Understanding one-time investment fees, such as sales loads

Sales load charges and commissions on investment purchases differ from the financial service industry's numerous other recurring methods of charging fees to their retail consumers.

Sales loads are less straightforward to analyze for investment lifetime cost-effectiveness, compared to annually recurring charges. (See: Pay less to get more) Unlike recurring charges against current assets, front-end sales loads represent assets that did not get into your investment portfolio in the first place. They disappear before the process of calculating future investment returns and asset values can even begin. Therefore, your financial modeling software needs to remember that you lost or will lose these assets, and it needs to calculate the cumulative value of these ‘phantom’ assets over your lifetime.

Concerning the mechanics of a front-end sales load, when you pay a front-end load, some of your total payment is deducted at the beginning of the investment process. Depending upon the percentage of the front-end load charged, the amount invested on your behalf is reduced by the front-end load charge. If you write a check for $1,000 and the front-end load is 6%, then the sales load will be $60 and the remaining $940 would be invested for you.
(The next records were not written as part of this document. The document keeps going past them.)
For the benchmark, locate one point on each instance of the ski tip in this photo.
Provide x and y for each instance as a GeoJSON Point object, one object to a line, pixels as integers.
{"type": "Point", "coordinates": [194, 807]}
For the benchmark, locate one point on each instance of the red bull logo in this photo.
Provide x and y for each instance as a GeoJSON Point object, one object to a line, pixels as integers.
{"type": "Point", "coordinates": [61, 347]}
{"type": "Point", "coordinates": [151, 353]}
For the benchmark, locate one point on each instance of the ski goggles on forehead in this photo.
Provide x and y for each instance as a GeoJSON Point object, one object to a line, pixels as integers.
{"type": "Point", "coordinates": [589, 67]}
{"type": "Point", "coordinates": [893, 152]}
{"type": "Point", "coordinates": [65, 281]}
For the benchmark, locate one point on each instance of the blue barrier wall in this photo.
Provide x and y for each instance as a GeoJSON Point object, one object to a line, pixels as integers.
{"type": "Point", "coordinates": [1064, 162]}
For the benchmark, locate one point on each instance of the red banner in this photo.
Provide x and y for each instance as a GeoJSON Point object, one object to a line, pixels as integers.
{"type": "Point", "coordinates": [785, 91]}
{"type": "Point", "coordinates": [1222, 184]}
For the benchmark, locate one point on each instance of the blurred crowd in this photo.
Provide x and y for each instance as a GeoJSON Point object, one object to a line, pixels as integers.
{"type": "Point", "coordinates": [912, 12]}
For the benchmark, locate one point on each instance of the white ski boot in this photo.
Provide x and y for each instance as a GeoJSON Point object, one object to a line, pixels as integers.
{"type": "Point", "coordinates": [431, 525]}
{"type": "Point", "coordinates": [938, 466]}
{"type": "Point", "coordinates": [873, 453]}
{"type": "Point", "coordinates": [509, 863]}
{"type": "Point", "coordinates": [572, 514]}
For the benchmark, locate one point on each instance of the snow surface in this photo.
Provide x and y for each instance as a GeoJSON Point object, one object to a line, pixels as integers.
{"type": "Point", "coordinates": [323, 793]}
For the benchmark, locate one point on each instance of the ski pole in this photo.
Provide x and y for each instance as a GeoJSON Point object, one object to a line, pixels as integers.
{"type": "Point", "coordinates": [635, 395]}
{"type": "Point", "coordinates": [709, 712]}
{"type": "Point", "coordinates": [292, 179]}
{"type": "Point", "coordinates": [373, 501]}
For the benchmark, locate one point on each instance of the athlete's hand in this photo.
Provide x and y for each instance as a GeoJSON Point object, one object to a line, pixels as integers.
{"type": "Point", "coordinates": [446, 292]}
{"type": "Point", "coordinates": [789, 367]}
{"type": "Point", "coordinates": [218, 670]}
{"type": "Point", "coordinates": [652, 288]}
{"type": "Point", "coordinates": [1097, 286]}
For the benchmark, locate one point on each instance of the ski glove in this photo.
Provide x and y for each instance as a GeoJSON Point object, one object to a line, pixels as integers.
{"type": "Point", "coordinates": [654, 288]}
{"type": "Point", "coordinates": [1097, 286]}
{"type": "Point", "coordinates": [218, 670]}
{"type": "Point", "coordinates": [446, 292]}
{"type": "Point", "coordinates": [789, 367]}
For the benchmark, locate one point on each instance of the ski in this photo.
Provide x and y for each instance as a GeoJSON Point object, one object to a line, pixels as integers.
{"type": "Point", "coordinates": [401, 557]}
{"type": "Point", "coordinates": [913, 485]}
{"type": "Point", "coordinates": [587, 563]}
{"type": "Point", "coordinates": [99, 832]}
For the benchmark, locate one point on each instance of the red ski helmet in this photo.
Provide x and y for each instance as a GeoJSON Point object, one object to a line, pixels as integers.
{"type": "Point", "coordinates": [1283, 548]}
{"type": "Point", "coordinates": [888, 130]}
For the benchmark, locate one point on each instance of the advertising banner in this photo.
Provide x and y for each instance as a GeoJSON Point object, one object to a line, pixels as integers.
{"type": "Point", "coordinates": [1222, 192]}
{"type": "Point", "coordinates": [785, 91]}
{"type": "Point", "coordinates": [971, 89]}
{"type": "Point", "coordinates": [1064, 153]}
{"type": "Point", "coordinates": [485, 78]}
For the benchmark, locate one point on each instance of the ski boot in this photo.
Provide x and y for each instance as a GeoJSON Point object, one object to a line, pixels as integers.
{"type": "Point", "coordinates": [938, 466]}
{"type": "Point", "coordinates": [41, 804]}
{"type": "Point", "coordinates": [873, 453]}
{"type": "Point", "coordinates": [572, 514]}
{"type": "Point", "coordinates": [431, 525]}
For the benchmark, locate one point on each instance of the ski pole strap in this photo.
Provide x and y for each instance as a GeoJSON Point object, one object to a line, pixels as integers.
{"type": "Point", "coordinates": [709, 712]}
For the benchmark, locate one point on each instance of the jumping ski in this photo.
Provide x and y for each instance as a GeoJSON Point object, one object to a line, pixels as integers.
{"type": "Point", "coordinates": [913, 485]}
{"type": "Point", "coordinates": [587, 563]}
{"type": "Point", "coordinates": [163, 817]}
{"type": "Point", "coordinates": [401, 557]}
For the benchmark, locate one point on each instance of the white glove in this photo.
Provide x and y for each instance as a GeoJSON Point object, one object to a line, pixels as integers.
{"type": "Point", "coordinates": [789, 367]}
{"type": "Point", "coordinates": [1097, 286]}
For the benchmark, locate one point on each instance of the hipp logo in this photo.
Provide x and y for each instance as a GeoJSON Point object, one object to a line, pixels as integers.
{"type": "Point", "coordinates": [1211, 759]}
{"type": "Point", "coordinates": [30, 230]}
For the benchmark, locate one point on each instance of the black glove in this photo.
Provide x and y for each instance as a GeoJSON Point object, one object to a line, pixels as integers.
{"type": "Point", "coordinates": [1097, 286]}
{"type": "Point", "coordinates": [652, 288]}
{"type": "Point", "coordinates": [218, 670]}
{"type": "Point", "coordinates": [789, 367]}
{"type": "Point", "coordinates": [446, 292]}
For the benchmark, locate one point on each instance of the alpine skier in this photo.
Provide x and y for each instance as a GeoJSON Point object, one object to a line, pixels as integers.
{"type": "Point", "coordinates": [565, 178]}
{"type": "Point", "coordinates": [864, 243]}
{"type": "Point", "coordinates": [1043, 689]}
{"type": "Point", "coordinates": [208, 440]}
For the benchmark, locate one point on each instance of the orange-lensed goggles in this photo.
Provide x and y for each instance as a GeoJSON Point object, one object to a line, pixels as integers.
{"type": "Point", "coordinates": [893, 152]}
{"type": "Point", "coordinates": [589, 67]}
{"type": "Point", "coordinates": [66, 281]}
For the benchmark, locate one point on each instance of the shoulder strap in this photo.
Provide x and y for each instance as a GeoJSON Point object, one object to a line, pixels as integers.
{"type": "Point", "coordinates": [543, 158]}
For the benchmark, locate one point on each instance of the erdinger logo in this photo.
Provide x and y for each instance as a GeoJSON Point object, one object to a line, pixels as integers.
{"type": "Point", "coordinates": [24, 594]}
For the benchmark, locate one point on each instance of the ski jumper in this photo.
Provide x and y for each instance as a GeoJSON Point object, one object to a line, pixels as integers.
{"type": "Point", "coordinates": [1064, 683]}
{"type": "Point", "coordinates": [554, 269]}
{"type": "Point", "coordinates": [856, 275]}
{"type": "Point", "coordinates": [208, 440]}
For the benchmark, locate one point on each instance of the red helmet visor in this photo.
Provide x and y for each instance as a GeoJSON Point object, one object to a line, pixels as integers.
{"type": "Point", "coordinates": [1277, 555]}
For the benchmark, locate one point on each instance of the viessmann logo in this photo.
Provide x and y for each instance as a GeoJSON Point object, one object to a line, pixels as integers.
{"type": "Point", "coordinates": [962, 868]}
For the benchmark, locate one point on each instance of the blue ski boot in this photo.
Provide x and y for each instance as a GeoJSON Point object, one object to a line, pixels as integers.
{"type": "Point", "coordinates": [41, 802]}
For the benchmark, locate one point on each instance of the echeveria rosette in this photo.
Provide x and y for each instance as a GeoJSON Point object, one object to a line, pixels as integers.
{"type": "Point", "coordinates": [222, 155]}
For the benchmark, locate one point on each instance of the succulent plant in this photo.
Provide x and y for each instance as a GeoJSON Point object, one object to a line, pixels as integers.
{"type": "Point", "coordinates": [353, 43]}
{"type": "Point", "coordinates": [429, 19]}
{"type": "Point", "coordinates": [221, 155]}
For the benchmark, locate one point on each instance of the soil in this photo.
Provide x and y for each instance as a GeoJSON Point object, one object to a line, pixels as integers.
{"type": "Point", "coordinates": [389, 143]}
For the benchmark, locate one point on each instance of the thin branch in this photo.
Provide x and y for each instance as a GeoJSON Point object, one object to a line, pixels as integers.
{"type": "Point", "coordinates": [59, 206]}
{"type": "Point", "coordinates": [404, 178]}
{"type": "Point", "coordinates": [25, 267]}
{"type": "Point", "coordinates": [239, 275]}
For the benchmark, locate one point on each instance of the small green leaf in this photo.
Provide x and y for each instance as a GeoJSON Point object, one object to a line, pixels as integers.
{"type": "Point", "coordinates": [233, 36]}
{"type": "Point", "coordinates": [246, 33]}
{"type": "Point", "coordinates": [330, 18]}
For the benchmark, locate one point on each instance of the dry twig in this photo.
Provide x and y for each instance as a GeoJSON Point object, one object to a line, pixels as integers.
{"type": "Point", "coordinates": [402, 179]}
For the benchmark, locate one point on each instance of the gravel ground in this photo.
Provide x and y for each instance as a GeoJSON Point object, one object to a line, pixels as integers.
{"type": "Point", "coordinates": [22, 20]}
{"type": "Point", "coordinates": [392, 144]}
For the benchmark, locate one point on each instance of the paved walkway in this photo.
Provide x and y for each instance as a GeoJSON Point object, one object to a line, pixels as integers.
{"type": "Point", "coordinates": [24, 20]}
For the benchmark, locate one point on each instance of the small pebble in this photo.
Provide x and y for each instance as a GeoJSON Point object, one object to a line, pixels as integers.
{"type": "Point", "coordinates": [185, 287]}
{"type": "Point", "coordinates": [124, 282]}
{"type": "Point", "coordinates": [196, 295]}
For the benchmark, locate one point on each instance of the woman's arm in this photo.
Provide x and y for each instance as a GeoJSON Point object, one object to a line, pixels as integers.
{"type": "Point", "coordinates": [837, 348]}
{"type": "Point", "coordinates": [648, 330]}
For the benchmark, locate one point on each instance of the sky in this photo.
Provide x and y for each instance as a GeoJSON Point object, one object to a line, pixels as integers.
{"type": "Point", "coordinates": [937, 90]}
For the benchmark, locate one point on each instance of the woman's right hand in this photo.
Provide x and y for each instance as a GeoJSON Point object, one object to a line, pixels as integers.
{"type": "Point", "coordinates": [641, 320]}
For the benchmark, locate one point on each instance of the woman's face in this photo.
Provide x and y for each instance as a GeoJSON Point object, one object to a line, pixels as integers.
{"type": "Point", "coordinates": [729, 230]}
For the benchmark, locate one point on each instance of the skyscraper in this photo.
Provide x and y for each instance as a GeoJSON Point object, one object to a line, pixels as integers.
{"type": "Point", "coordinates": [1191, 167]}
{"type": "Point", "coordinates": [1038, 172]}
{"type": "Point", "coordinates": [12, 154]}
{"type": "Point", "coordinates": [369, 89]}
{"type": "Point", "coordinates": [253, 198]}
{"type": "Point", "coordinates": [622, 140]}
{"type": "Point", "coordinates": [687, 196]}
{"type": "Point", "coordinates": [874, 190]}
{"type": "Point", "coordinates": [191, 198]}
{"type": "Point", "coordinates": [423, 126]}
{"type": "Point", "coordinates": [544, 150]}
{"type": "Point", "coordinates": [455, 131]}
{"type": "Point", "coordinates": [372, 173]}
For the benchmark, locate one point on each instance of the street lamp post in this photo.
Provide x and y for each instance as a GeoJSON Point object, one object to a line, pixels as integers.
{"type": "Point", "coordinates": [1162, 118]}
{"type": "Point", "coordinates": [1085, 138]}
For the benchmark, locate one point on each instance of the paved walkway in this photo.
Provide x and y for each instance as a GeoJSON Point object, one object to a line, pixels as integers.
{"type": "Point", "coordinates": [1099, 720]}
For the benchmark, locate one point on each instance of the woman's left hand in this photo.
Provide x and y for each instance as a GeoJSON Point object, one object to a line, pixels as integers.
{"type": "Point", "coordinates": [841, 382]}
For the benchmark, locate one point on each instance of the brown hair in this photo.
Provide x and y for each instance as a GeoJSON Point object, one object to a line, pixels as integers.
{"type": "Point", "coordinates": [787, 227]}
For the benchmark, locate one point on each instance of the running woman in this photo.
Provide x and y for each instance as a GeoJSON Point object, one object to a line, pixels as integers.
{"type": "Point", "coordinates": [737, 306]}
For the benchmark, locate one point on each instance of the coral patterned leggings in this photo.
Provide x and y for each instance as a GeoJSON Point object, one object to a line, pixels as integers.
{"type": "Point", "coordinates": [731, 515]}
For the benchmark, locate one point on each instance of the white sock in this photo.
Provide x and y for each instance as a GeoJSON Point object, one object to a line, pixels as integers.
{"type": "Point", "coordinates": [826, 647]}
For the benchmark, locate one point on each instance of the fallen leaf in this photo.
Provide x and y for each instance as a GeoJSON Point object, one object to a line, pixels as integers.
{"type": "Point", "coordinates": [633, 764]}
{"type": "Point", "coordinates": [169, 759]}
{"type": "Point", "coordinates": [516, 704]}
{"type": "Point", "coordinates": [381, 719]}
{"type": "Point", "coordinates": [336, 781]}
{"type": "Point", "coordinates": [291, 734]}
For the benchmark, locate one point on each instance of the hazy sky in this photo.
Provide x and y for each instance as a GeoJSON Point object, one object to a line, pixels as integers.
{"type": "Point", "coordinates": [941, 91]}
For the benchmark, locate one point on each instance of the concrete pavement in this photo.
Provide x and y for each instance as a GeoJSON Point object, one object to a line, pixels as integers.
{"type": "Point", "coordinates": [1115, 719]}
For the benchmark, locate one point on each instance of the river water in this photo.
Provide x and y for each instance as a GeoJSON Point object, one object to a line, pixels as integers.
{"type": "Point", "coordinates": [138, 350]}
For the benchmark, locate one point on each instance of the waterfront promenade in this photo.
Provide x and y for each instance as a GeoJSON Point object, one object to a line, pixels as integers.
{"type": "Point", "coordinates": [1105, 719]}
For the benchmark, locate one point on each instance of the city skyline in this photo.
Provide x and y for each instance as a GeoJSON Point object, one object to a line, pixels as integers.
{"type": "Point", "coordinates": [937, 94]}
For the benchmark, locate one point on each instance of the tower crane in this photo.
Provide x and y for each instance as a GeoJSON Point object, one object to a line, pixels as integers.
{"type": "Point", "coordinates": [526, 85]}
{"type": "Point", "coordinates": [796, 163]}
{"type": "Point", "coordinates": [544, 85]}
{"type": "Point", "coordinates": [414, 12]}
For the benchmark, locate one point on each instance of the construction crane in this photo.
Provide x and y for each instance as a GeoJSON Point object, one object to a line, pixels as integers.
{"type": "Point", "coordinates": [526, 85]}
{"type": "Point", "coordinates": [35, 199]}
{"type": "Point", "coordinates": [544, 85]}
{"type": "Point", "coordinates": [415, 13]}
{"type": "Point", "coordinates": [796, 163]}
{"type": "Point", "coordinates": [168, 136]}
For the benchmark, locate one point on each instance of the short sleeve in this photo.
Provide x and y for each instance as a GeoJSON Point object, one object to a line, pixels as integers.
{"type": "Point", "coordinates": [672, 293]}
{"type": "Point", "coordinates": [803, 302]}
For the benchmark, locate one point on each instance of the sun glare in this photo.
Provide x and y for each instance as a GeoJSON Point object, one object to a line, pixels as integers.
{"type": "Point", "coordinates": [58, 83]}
If you want to have $1,000 actually be invested for you when you pay a 6% load charge, then you must write a check for $1063.98. The front-end load formula used is:  “Total $ Investment & Load charge” =  “Actual $ Investment” / (1 – “% Load”).

When you buy mutual fund shares, the securities industry is gracious enough to offer you a supposed choice in this matter. You can choose between A, B, and C mutual  fund share classes, when you pay sales loads. 

In doing so, industry sales representatives may suggest that you get to choose what is “best” for yourself. In this faux decision process, which The Skilled Investor has dubbed the "ABC Share Class Shuffle," individual investors choose a share class. In the ABC Share Class Shuffle you really just choose one form sales fee over another. As long as you buy and pay a fee, the sponsoring firm and the sales rep do not care which choice you make. (See:  Can you really get free and objective investment advice, when you pay investment sales loads?)

Brokerage firms understand well the behaviors of their individual investor customers. While brokerage firms provide apparent choices to pay front-end loads versus back-end loads with higher and lower annual investment fees, you can expect that the pricing of these alternatives will be neutral on a risk-adjusted basis from the investment bank’s point-of-view. It is probable that brokerage firms price their loads to be roughly equivalent on an expected profits basis and then let their customers sort themselves by personal preferences. Investors try to pick the fee that would be least costly, but they pay too much no matter what.